Has any actor ever worked less for more fame? Unlikely. Way before it became hip for fading Hollywood fixtures to reinvent their careers via knowing self-parody, Hamilton, now 58, was making movies like ““Love at First Bite’’ and ““Zorro, the Gay Blade.’’ He walked through the looking glass of irony and came out the other side without a scratch. ““I’m the last guy to take myself too seriously,’’ he’ll say. And on NBC’s ““Jenny,’’ a silly sitcom contrived for MTV funny face Jenny McCarthy, he’s at it again.
The producers had asked Hamilton to do a guest shot for the pilot as McCarthy’s long-lost father, a vain B actor named Guy Hathaway who dies and leaves her his Hef- ner-style bachelor pad. Hamilton’s ““video will’’ scene supplied ““Jenny’’ with a much needed boost, given the show’s dubious premise and terrible time slot (Sundays opposite ““Touched by an Angel’’ and ““King of the Hill’’). Soon they were writing more posthumous scenes: fake infomercials, bad movie clips, him auditioning for Spock on ““Star Trek.’’ ““My agent called me up and said they want me to play a dead guy,’’ Hamilton recalls. ““I said, “I love it!’ ’’ Hathaway’s ““ruined dignity’’ reminded him of Errol Flynn (““I knew Errol, and I liked him’’).

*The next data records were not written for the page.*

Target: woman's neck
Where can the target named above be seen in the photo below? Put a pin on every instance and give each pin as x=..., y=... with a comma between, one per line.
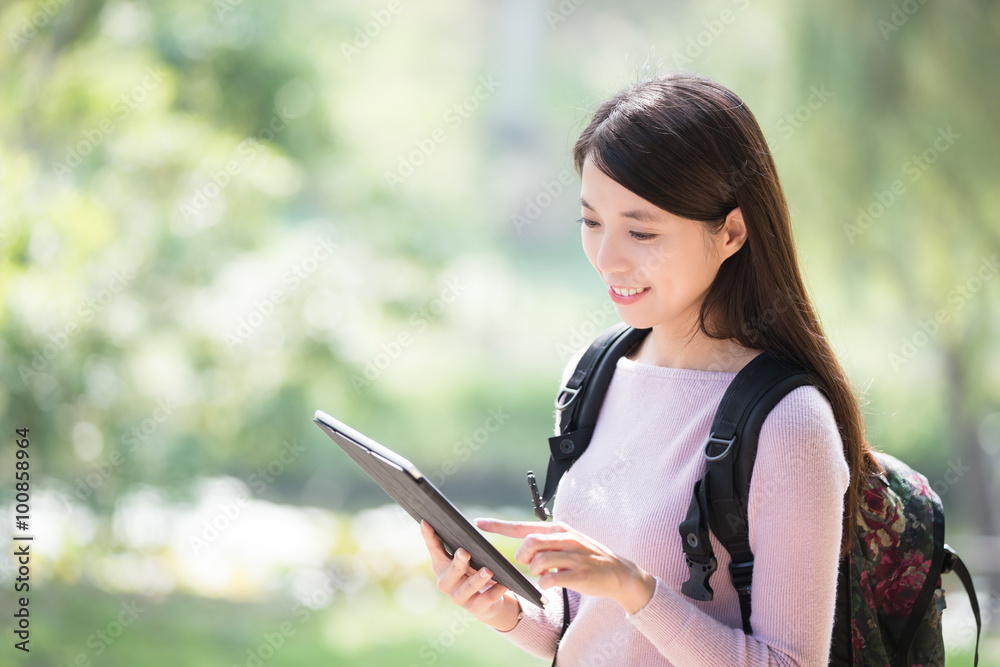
x=696, y=352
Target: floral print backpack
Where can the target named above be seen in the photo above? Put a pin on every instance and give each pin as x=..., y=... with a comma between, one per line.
x=889, y=598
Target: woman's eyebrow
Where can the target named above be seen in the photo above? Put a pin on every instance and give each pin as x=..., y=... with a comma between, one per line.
x=640, y=215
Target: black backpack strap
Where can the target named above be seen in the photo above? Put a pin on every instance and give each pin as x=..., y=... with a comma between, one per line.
x=729, y=459
x=580, y=402
x=952, y=563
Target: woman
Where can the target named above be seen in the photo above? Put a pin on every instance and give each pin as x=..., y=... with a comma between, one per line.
x=685, y=221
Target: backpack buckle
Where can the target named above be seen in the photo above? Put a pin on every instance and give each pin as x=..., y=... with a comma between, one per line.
x=697, y=586
x=566, y=391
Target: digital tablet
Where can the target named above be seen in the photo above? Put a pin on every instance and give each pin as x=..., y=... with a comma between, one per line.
x=422, y=500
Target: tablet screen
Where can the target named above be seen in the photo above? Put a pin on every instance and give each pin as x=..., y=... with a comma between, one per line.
x=422, y=500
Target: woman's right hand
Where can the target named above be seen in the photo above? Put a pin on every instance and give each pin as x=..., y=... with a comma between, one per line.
x=496, y=605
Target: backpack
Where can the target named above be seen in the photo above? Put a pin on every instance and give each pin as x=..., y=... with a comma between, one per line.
x=889, y=594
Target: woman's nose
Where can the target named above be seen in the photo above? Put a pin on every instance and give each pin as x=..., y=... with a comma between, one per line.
x=611, y=256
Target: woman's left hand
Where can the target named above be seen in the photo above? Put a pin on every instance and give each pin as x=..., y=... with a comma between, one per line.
x=566, y=557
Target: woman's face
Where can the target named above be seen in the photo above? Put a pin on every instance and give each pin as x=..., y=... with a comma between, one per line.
x=657, y=266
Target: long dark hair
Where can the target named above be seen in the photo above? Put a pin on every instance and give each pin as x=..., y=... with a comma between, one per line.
x=692, y=147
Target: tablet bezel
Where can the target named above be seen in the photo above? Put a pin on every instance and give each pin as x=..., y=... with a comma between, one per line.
x=480, y=550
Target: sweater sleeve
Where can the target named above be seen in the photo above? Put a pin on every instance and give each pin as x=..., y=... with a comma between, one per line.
x=795, y=511
x=538, y=632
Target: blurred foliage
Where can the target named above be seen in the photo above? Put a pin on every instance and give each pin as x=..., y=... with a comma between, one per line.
x=200, y=244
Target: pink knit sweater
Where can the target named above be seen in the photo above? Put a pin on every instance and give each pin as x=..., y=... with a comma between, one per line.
x=630, y=491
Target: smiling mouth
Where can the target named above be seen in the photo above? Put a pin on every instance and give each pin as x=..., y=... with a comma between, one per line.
x=628, y=291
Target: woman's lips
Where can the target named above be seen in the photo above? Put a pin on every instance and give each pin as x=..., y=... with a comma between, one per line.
x=625, y=300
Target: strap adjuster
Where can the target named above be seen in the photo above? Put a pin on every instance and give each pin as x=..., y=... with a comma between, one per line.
x=742, y=576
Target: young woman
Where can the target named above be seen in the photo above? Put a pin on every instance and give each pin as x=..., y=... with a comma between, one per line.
x=686, y=223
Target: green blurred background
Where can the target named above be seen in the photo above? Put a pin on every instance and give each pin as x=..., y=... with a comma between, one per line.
x=218, y=217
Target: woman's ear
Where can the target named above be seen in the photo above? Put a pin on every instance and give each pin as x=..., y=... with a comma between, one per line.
x=733, y=234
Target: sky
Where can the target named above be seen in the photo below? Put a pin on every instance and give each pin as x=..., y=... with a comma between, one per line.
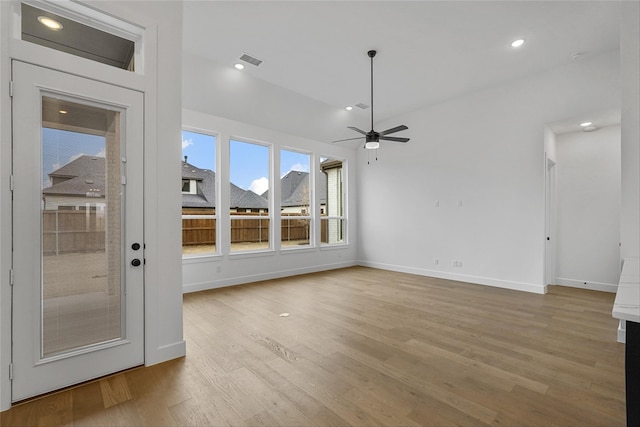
x=248, y=163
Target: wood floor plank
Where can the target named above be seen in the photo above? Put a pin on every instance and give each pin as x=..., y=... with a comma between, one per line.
x=367, y=347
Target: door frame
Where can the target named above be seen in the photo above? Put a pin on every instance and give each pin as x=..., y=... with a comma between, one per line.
x=164, y=338
x=13, y=48
x=550, y=192
x=32, y=83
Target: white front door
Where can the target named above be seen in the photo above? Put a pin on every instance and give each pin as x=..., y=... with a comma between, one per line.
x=78, y=263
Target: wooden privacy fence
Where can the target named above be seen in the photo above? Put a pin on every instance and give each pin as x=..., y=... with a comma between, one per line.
x=65, y=231
x=253, y=227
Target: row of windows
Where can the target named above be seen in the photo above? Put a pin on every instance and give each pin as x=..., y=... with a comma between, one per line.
x=250, y=206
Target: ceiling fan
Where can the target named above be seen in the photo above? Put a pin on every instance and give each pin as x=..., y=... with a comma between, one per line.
x=373, y=138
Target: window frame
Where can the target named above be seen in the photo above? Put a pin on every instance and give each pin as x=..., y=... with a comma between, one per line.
x=311, y=214
x=270, y=205
x=344, y=202
x=193, y=190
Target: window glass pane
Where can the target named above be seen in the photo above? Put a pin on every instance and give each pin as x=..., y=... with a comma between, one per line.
x=295, y=191
x=249, y=196
x=198, y=193
x=56, y=32
x=332, y=201
x=82, y=208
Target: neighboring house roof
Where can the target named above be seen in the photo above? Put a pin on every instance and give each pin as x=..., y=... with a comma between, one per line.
x=294, y=190
x=205, y=185
x=86, y=174
x=78, y=177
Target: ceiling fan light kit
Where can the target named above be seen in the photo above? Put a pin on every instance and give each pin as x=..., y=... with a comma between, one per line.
x=373, y=138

That Guy is ““a little bit sleazy’’ doesn’t bother him, because ““we know he’s got a good heart.’’
Inside Hamilton’s Humidor in Pasadena, the latest in his chain of clubby cigar bars, the man looks like a million bucks–Savile Row suit, Turnbull & Asser shirt–cruising on a yacht of effortless charm. Pulling a Cohiba lighter and cutter from a mock-croc case, he lights up one of his own brand of Dominicans. ““Isn’t it time for a little pleasure in our lives?’’ says the Humidor’s opening-night invitation, quoting its founder. A little? It’s amazing this Bentley-driving master of the good life makes time for anything else, even if he has, as his bio sadly announces, ““given up polo.’’ McCarthy worships him: ““He’s my idol now!’’ she effuses. ““I thought I had a great tan until I took a picture with him. He’s an incredible actor!’’ More important, he’s a star.